What's the difference between loratadine and other antihistamines?

Loratadine is known as a non-drowsy antihistamine. It's less likely to make you feel sleepy than other, so-called, sedating antihistamines such as Piriton (chlorphenamine).

Most people prefer to take a non-drowsy antihistamine instead of a sedating one. An exception is when you want the medicine to make you sleepy – for example, if you have itchy skin that's keeping you awake.

What's the difference between loratadine and other non-drowsy antihistamines?

Other non-drowsy antihistamines like cetirizine, desloratadine, fexofenadine and levocetirizine seem to work as well as loratadine.

However, loratadine, desloratadine and fexofenadine seem to be less likely to make you feel sleepy than cetirizine.

Can I take it with painkillers?

Yes, you can take loratadine together with paracetamol or ibuprofen.

Can I take 2 different antihistamines together?

Sometimes, doctors recommend that people with a severe, itchy skin rash take 2 different antihistamines together for a few days.

As well as taking a non-drowsy antihistamine like loratadine during the day, your doctor may tell you to take a sedating antihistamine at night if the itching is making it difficult to sleep.

Do not take 2 antihistamines together unless recommended by your doctor.

Can I take loratadine with other hay fever treatments?

Yes, it's fine to take loratadine together with some other types of hay fever treatment, including steroid nasal sprays (such as Beconase, Rhinacort Aqua and Flixonase Nasules), or eyedrops.

Can I take loratadine at higher doses than on the packet?

Your doctor might suggest you or your child take a higher dose of loratadine (up to 4 times the usual dose) for severe itchy skin rash or swelling underneath the skin (angioedema).

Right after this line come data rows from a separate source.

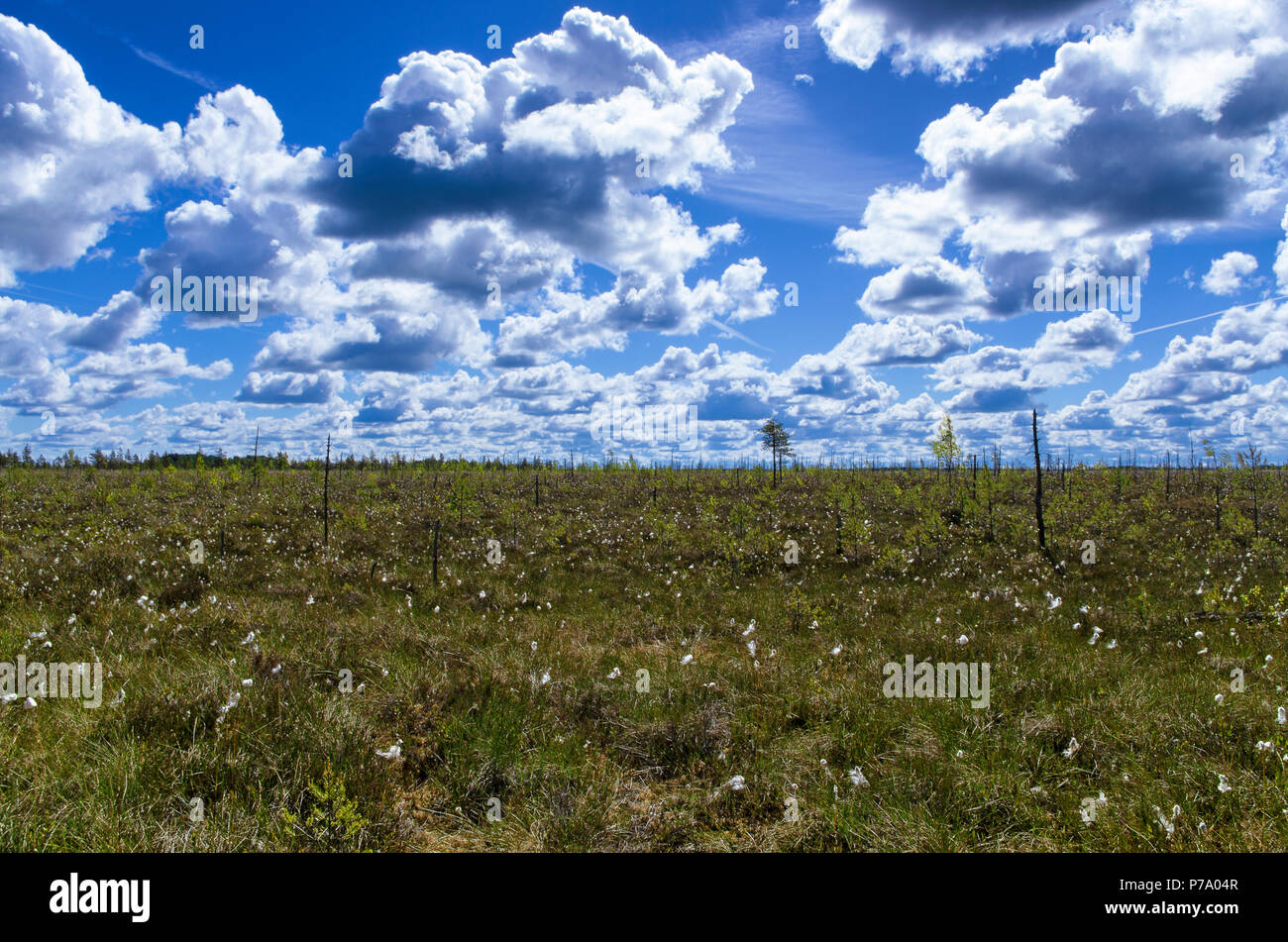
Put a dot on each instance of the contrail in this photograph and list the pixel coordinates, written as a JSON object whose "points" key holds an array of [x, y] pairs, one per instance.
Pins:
{"points": [[1201, 317], [730, 332]]}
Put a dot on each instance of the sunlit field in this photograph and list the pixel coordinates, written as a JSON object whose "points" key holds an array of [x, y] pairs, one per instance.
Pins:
{"points": [[645, 659]]}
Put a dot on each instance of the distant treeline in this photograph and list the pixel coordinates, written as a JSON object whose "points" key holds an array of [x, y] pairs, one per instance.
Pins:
{"points": [[281, 461]]}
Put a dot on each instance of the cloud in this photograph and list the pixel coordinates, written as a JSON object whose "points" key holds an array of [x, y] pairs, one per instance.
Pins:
{"points": [[1125, 139], [1227, 274], [945, 38], [71, 162]]}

Taking high doses of loratadine is not suitable for everyone though.

Speak to your doctor if you think loratadine is not working for you.

Will it affect my fertility?

There's no evidence to suggest that taking loratadine will reduce fertility in either men or women.

However, speak to a pharmacist or your doctor before taking it if you're trying to get pregnant.

Will it affect my contraception?

Loratadine will not affect any type of contraception, including the combined pill, progestogen-only pill or emergency contraception.

Can lifestyle changes relieve hay fever?

It will help if you do not spend too much time outside if the pollen count is high.

Tips for when you're outside

  • Do not cut grass or walk on grass.
  • Wear wraparound sunglasses to stop pollen getting into your eyes.
  • Put Vaseline around your nostrils to help trap pollen.
  • Shower and change your clothes after you've been outside to wash off pollen.

Tips for when you're inside

  • Keep windows and doors shut as much as possible.
  • Vacuum regularly and dust with a damp cloth.
  • Do not keep fresh flowers in the house.
  • Do not smoke or be around smoke as it makes hay fever symptoms worse.